Pence Confirms That Trump Administration Banned Embassies from Flying Rainbow Flags in Support of LGBT Rights

Flying Rainbow Flags, LGBT Rights

Yesterday, on Monday, June 10, 2019, an interview of United States Vice President Mike Pence that was carried out by NBC News was shared with the world, in which Pence made clear that President Donald Trump handed down a decision to the Department of State that prevented all U.S. embassy buildings from flying rainbow flags in support of LGBT rights.

Reports indicate that a minimum of four United States embassies had formally requested permission from the State Department to fly the rainbow flags that are widely flown by members of the LGBT community and those in support of their rights. Those embassies were located all throughout the globe: Brazil, Germany, Israel, and Latvia.

This is newsworthy because the previous White House administration, which was led by Barack Obama from 2009 to 2017, had allowed U.S. embassies to freely fly rainbow flags associated with LGBT communities.
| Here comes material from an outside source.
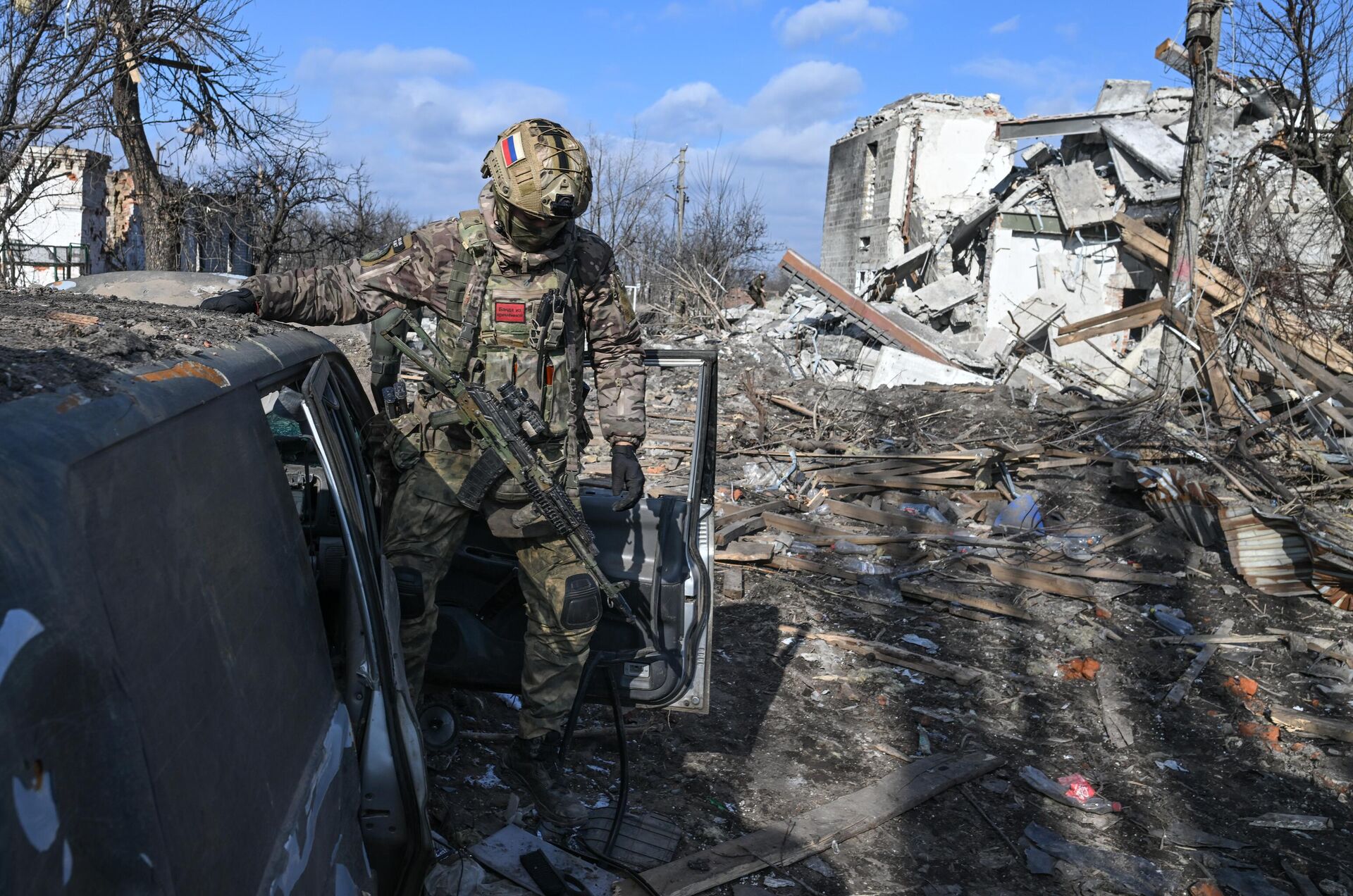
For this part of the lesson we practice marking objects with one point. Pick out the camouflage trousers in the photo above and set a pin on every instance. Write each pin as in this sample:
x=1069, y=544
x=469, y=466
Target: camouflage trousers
x=424, y=533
Under the leadership of Barack Obama, U.S. embassies were unofficially able to freely fly the six-color rainbow flag outside of their facilities without requesting permission from the U.S. Department of State, even though the country’s official policy on the issue required the embassies to first ask for permission to do so in a formal manner.

Just a few days prior to Monday’s interview being released by NBC News, in which Vice President Pence shared that he felt the United States had made “the right decision,” the news source had asserted that the Trump-led White House was allegedly, actively keeping multiple embassies from freely touting the flag.
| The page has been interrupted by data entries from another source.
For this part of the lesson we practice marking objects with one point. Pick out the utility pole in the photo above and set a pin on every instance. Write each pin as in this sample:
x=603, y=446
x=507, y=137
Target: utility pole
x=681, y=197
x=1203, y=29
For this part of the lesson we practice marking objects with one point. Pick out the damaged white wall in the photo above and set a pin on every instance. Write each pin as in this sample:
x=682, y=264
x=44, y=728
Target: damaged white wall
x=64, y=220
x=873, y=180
Of course, State Department employees can still wear clothes that bear slogans, images, and other content that supports LGBT rights. They are also able to display flags, including the six-color rainbow flag that was banned from being tied to flagpoles directly outside of U.S. embassies, and other items that share similar sentiments.

Further, they can also speak out publicly in support of lesbian, gay, bisexual, transgender, queer, and other similar groups’ rights. For example, the current United States ambassador to Nepal, Randy Berry, shared a picture via Twitter at the end of May that depicted him alongside roughly 100 Nepalese people dressed in red, orange, yellow, green, blue, and indigo garments – the colors of the aforementioned rainbow flag – and a balloon sculpture of the words “PRIDE 19.”
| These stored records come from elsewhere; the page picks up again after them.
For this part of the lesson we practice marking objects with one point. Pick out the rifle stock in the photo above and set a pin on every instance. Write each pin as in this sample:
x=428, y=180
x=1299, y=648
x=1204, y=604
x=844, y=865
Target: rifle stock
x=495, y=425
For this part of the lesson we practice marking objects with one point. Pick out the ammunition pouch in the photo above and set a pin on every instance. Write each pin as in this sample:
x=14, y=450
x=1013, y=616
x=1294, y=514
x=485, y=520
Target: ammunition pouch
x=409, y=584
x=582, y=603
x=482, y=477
Tweets like this are good for all LGBT people – thank goodness for people like Mr. Berry.

It’s also worth noting that the Trump administration’s instruction does not run in concordance with Trump’s tweet earlier this month that outwardly supported equal rights for the United States’ LGBT community.

It is clear that the Trump administration wants the support of LGBT people but clearly doesn’t believe in fully supporting them.